A US Supreme Court review of Conrad Black's fraud convictions could open the floodgates to scores of white-collar criminal appeals and make it harder to prosecute corporate fraud, prosecutors are warning. The Conservative peer, for whom The Daily Telegraph was once the jewel in a global newspaper empire, takes his case to the highest court in the US this morning, in the hope of winning release from the six-and-a-half-year jail term he began last year.

Black's is one of a trio of cases being heard by the Supreme Court as it re-examines convictions based in part on a 1988 Congressional law that says shareholders and voters have the right to the "honest services" of the executives and politicians. Jeffrey Skilling, the chief executive of Enron, convicted of fraud over the 2001 collapse of the energy giant, will have his appeal heard by the Supreme Court in the new year.

Black lost control of his media empire, Hollinger International, in 2004 after a probe by shareholder representatives found he and associates had used the company as if it were a personal piggy bank, putting his lavish lifestyle on expenses and looting it of $400m. A jury found that about $32.2m of that money was taken in outright fraud.

Black's lawyers argue that the law on honest services is exceptionally vague, and that prosecutors in his case should not have relied upon it because, they say, Hollinger did not suffer any economic harm. But prosecutors said that agreeing with Black's lawyers would emasculate fraud laws, and free executives to act in ways that "courts have universally characterised as the 'core misconduct' covered by the statute – cases involving legislative votes or bureaucratic decisions paid for by bribes or based on a public official's undisclosed conflict of interest".

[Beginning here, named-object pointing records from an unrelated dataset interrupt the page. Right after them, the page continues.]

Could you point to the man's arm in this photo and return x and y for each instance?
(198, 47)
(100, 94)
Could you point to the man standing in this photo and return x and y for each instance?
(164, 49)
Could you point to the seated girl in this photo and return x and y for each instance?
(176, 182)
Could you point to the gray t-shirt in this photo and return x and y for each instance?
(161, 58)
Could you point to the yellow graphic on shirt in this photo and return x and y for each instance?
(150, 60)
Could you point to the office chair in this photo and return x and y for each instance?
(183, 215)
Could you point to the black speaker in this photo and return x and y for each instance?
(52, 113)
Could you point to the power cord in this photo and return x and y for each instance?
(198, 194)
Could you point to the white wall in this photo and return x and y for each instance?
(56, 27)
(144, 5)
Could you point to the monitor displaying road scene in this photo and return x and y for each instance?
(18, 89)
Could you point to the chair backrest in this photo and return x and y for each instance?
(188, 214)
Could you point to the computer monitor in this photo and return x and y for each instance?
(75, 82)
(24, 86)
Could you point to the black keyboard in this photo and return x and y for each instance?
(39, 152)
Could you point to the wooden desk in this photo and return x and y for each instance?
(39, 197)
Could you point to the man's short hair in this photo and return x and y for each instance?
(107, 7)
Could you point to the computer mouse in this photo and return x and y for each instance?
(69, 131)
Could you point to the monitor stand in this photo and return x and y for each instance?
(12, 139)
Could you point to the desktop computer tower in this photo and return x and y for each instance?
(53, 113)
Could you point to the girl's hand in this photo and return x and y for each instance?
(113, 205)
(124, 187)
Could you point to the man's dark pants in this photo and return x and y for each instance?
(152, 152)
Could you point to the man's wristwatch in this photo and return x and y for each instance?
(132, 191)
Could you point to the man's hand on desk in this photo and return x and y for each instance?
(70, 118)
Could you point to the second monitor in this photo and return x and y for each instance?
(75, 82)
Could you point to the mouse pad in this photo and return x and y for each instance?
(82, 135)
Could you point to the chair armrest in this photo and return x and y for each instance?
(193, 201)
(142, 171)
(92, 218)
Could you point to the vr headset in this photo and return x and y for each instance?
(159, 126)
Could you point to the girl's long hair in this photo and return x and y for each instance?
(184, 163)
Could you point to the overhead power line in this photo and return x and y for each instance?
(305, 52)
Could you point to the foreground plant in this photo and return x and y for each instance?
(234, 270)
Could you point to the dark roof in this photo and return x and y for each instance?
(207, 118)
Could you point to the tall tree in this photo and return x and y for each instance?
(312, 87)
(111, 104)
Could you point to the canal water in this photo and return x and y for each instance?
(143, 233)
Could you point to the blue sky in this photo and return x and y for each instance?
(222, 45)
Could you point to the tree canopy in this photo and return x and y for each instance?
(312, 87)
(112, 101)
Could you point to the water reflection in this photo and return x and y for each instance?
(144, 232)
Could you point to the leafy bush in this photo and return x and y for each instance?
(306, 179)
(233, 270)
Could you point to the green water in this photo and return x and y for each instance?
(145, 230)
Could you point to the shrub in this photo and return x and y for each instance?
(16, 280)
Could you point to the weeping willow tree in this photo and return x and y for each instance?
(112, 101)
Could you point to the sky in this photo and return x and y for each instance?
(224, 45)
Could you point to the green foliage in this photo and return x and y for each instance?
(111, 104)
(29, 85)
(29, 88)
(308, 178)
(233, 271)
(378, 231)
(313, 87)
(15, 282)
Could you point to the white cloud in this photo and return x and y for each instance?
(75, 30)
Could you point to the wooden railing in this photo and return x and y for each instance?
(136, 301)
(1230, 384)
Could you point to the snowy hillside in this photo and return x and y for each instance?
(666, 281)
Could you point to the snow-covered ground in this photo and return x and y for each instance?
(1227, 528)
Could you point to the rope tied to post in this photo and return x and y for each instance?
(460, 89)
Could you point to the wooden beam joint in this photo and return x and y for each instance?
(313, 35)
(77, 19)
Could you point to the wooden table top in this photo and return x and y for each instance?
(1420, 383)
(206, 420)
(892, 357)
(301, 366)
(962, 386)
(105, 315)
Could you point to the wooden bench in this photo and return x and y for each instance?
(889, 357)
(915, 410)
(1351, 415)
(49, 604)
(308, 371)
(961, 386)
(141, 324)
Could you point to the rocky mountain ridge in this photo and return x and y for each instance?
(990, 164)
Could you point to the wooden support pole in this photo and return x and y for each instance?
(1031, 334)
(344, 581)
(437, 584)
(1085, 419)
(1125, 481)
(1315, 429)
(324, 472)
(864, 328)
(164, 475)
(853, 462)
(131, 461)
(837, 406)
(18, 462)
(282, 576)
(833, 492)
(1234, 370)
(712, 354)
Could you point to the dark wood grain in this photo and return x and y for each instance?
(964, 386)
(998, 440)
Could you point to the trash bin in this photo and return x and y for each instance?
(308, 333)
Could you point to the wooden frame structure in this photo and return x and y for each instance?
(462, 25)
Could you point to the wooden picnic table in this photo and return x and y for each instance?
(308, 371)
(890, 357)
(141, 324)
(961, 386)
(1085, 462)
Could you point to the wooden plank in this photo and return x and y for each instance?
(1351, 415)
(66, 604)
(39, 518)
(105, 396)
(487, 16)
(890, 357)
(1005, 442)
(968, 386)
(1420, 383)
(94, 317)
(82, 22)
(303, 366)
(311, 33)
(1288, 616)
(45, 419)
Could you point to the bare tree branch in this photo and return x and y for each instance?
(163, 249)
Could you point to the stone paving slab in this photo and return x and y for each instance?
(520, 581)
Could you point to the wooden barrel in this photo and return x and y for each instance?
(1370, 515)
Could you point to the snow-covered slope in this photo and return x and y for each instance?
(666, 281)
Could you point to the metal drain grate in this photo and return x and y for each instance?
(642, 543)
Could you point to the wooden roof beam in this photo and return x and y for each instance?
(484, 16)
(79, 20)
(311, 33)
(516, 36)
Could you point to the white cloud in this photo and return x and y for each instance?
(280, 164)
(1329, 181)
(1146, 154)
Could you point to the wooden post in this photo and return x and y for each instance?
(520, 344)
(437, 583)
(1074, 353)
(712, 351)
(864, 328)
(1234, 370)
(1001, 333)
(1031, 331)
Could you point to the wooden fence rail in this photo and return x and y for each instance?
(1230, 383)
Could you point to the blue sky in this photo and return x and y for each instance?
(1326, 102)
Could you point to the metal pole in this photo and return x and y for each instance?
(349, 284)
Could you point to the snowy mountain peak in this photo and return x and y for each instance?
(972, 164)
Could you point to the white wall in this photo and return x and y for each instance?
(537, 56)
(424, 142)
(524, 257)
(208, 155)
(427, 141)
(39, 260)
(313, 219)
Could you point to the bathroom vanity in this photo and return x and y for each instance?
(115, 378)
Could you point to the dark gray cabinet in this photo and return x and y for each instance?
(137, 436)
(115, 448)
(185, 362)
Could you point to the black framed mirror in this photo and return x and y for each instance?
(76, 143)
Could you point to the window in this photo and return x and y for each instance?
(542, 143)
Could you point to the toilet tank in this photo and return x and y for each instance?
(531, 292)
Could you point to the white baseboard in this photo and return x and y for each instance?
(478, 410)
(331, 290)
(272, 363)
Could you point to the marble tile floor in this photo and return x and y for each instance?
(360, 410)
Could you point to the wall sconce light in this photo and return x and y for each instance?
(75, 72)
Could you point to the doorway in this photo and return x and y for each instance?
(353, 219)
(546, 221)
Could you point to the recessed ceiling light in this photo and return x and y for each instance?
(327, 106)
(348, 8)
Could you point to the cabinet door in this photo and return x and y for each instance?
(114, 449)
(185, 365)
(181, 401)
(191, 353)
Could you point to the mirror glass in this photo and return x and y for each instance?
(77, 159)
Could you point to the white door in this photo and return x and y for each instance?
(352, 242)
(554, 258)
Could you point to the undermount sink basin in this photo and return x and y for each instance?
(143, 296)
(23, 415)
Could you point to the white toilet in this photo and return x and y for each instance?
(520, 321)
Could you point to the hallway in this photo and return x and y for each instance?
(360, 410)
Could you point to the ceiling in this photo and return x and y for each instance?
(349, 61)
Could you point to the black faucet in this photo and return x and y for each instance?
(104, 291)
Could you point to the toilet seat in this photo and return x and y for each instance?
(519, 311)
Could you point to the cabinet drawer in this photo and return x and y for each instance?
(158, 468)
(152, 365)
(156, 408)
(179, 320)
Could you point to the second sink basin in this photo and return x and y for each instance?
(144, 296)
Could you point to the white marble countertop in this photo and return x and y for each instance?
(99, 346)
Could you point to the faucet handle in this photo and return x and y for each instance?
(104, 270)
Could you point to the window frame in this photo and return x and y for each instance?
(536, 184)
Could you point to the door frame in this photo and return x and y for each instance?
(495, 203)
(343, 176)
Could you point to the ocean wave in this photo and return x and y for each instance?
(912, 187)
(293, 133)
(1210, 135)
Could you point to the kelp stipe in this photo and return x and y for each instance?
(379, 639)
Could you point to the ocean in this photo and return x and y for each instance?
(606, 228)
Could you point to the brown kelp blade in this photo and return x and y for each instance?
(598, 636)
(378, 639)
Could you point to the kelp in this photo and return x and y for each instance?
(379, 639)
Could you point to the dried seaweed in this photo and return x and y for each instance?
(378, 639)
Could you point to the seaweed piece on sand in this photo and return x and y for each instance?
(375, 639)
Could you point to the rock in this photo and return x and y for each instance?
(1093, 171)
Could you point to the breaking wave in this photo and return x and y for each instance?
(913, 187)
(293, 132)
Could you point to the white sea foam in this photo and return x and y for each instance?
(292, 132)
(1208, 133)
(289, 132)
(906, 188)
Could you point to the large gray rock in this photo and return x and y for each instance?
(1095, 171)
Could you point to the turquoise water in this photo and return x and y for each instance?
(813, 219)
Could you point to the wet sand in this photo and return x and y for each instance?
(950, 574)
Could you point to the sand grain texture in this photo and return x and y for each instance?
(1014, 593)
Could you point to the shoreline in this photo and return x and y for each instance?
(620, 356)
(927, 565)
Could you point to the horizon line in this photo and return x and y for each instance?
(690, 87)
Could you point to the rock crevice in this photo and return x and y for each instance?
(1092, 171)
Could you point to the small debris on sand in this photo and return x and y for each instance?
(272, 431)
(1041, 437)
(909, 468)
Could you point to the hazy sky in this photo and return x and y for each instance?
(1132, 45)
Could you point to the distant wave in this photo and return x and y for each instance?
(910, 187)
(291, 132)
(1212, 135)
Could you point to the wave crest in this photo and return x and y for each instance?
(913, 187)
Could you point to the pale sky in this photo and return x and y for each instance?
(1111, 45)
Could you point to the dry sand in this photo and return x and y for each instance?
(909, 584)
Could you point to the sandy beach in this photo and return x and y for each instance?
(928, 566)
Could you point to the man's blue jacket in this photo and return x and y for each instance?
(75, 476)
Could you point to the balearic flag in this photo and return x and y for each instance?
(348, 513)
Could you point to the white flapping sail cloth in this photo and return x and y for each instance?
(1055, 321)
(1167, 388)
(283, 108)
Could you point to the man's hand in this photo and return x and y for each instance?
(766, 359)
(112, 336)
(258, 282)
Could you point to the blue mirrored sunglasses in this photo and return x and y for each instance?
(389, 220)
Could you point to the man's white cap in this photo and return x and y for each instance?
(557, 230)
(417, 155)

Black and his associates cooked up a scheme to pay themselves $5.5m by signing a "non-compete" agreement with Hollinger which promised they would not to set up a new newspaper in the tiny mountain town of Mammoth in California. They would hardly have been tempted to, since they already owned the one existing paper there. A jury decided – and an appeals court panel agreed – that Black used the sham agreement to defraud Hollinger, by hiding what was effectively a big bonus.

CCTV footage also showed Black, with his personal assistant and chauffeur, loading 13 boxes of documents into his limousine on the same day he was told to hand over documents to US regulators. That resulted in a conviction for obstruction of justice.